On Fanshaw's desk was a large white envelope and within that envelope another envelope which contained engraved cards faced with tissuepaper. Fanshaw pulled off the tissuepaper and ran the nail of his little finger lightly across the lettering.
Mr. and Mrs. Heaton W. Harrenden
Announce the Marriage of their Daughter
Alice
to Mr. Chamberlain C. Mason
at Twelve O'clock, Noon,
February Fifteenth, Nineteen Hundred and Twelve
at Harrenden Manor, Durham, Massachusetts.
Then there was a little card
For the accommodation of guests a special train will leave the North Station, Boston, at eleven fifteen, returning from Durham at five thirty.
And another little card
Mr. and Mrs. Heaton K. Harrenden request the pleasure of your company at the wedding breakfast at two o'clock, February Fifteenth, Nineteen Hundred and Twelve, at Harrenden Manor.
A letter from Cham had been tucked in:
Dear Fanshaw: You've got to come. Mrs. Harrenden says she wants an old-fashioned wedding, but Allie and I are going to try to pep it up a bit.
Yours, Cham.
Let's see, Fanshaw was thinking, what ought one to wear at a noon wedding? Noon. The time Cham and I took those two chorus girls canoeing at Norumbega Park, the mudsmell of the river.... And now Cham's marrying an heiress. Harrenden's Snowflake Meal. Like telegraph poles from the train the years slip by, so fast and nothing to catch hold of. Ought I to get a cutaway?

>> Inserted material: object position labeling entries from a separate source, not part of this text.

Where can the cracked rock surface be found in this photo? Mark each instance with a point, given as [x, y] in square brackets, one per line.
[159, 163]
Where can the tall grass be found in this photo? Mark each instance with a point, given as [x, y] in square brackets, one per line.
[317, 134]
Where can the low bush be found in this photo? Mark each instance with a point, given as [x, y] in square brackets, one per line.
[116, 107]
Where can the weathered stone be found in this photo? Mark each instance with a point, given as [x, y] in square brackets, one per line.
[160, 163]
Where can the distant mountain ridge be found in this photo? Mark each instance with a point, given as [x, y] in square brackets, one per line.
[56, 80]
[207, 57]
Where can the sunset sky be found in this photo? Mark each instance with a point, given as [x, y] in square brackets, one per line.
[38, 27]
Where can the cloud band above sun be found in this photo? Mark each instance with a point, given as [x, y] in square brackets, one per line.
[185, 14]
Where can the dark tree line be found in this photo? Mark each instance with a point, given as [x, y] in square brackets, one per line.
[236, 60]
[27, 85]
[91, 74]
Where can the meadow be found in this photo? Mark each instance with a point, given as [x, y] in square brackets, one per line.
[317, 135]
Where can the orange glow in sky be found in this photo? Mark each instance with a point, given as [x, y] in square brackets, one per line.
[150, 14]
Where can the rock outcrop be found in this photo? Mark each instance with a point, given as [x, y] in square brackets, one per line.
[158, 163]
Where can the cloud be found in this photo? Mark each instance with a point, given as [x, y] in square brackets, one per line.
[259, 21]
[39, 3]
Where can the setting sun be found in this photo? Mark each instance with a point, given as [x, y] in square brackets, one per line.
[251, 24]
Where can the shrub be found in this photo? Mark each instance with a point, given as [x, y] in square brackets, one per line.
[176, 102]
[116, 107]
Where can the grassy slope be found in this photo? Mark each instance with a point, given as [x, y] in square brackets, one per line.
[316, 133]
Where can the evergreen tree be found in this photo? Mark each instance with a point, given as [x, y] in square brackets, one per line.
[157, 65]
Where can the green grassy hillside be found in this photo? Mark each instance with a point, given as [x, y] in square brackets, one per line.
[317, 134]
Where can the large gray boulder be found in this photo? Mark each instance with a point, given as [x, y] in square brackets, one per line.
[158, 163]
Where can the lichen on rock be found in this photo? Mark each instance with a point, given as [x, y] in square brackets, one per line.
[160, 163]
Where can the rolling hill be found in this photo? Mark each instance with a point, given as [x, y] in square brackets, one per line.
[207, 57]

Through the coal smoke that gripped his throat Fanshaw caught a whiff of roses. A girl in a mink coat with a large bunch of pink roses at her waist had just brushed past him. She must be going to the wedding too, he thought, and started walking in the direction she had gone, following with his eyes the signs that announced the trains: Portland Express, North Shore Local....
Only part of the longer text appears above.